Moving to catch up, Minister for Finance Paschal Donohoe unveiled plans at the start of this month for a €2 billion loan scheme where the State would guarantee 80 per cent of new loans to SMEs of €10,000-€1 million. These loans would have interest costs "below current market rates" and terms of up to six years.

The planned level of Irish cover falls short of 100 per cent guarantees on offer in other European countries

As things stand banks are planning to tighten up their lending standards, according to a recent Central Bank survey. They can’t afford to lend recklessly, and the presence of a guarantee can make all the difference in cases when the viability of a business is borderline.

The planned level of Irish cover falls short of 100 per cent guarantees that are on offer in other European countries such as Austria, Germany, Switzerland and, belatedly, the UK. Boris Johnson’s government said this week that its 100 per cent state-backed “bounce-back loan scheme” for facilities of up to £50,000 (€55,900) had attracted a much greater response from banks and firms than a longer-running business interruption plan, which covered up to 80 per cent of loans up to £5 million.

While critics argue that the level of State backing planned for the Irish scheme doesn’t go far enough, there’s an argument for some element of risk-sharing with the banks to avoid moral hazard issues. Besides, the country’s recent experience of all-out guarantees didn’t end very well.

New government

But the biggest concern is that the Irish scheme – and a plan for Revenue to "warehouse" tax debt accrued by companies during the lockdown for up to 12 months after a business resumes trading – is that both need a new government to be formed to pass enabling legislation. (Plans for the Ireland Strategic Investment Fund to invest up to €2 billion in medium to large companies in the form of debt, equity or hybrids of both don't need new laws.)
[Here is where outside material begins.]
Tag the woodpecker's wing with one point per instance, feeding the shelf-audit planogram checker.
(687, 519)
Posturing since the last election passed the 100-day mark last Monday. And efforts to get the Green Party to join an uneasy coalition with Fine Gael and Fianna Fáil have been complicated in recent days by talk of a leadership battle in the Greens. The latest is that all sides hope a draft programme for government can be concluded by the end of next week.

Open economies such as Ireland's that don't have large domestic markets are most exposed

In the meantime the slow reopening of the economy has commenced, and Irish SMEs are at a clear credit disadvantage to those in the UK and elsewhere in Europe. Bad as it is for a domestic-focused business, those reliant on exports – particularly firms that have been focusing in the past few years on cracking markets beyond a post-Brexit Britain – are now finding themselves at a distinct competitive advantage.

The pandemic has underscored, if a reminder were needed, how nation-first politics trumps calls from Brussels for unity every time Europe is caught up in a crisis. Open economies such as Ireland’s that don’t have large domestic markets are most exposed.

Businesses are paying the price for the lack of a government. The economy will, too.